Expression of Erythrina corallodendron lectin in Escherichia coli

Abstract

The cDNA of the Erythrina corallodendron lectin (ECorL) has been expressed in Escherichia coli. For this purpose, an NcoI site was inserted into the cDNA coding for the lectin precursor [Arango, R., Rozenblatt, S. & Sharon, N. (1990) FEBS Lett. 264, 109–112] immediately before the codon GTG (103–105) which codes for the N‐terminal valine of the mature lectin. This introduced an ATG codon for a methionine preceding the valine. The mutated cDNA was ligated into pUC‐8, then subcloned into the expression vector pET‐3d, which carries a strong promoter derived from gene 10 of the phage T7. The recombinant plasmid was introduced into the E. coli lysogenic strain BL21(DE3).
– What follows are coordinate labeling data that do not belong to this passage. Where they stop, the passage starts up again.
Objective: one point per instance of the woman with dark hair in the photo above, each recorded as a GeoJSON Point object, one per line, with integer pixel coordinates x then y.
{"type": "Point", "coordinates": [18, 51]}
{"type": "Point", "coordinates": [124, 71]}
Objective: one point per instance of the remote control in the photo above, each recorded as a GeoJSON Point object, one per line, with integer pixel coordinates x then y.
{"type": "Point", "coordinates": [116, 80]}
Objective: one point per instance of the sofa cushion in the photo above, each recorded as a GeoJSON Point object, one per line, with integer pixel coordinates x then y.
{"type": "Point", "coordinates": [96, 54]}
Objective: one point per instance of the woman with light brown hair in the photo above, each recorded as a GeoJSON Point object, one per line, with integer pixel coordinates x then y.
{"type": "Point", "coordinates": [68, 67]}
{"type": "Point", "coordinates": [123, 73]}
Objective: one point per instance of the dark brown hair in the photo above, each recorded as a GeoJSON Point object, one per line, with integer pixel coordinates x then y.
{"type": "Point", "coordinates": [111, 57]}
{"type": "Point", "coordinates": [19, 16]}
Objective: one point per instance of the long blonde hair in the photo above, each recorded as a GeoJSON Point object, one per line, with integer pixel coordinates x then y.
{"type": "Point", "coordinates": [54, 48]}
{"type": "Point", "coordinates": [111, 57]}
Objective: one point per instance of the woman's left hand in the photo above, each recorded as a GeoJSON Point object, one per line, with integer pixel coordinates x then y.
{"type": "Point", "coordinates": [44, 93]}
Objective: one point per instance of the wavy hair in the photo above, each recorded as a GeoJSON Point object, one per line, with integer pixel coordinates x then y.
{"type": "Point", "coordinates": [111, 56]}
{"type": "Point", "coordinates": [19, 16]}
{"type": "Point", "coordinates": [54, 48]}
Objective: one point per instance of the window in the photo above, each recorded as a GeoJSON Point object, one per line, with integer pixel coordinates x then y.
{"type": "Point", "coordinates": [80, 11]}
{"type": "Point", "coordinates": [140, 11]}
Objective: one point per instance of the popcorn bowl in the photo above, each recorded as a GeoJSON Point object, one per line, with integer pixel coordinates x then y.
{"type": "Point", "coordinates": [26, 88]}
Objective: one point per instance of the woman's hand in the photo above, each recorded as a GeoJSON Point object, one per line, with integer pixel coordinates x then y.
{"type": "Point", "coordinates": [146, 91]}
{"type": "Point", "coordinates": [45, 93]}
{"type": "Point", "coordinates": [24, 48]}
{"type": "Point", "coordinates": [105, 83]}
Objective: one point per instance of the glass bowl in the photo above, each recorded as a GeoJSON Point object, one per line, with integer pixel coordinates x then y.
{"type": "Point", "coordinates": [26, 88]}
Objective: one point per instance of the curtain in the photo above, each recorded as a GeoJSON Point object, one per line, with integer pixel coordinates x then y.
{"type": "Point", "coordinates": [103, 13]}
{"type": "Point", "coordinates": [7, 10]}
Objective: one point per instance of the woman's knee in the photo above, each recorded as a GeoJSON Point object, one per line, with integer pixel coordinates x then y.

Recombinant ECorL was expressed by growing the bacteria in the presence of isopropyl β‐d‐thiogalactopyranoside. Most of the recombinant lectin was found in an insoluble aggregated form as inclusion bodies and only a small part was in the culture medium in a soluble active form. Functional recombinant lectin was recovered from the inclusion bodies by solubilization with 6 M urea in cyclohexylaminopropane sulfonate pH 10.5, renaturation by 10‐fold dilution in the same buffer and further adjustment of the pH to 8.0. The recombinant lectin, obtained at a yield of 4–7 mg/1 culture, had, by gel filtration, a slightly lower molecular mass (56 kDa) than the native lectin, and was devoid of covalently linked carbohydrate; it was, however, essentially indistinguishable from native ECorL by other criteria, including its dimeric structure, Western blot analysis with anti‐ECorL polyclonal and monoclonal antibodies, and Ouchterlony double‐diffusion analysis with polyclonal antibodies, as well as hemagglutinating activity and specificity for mono‐ or disaccharides.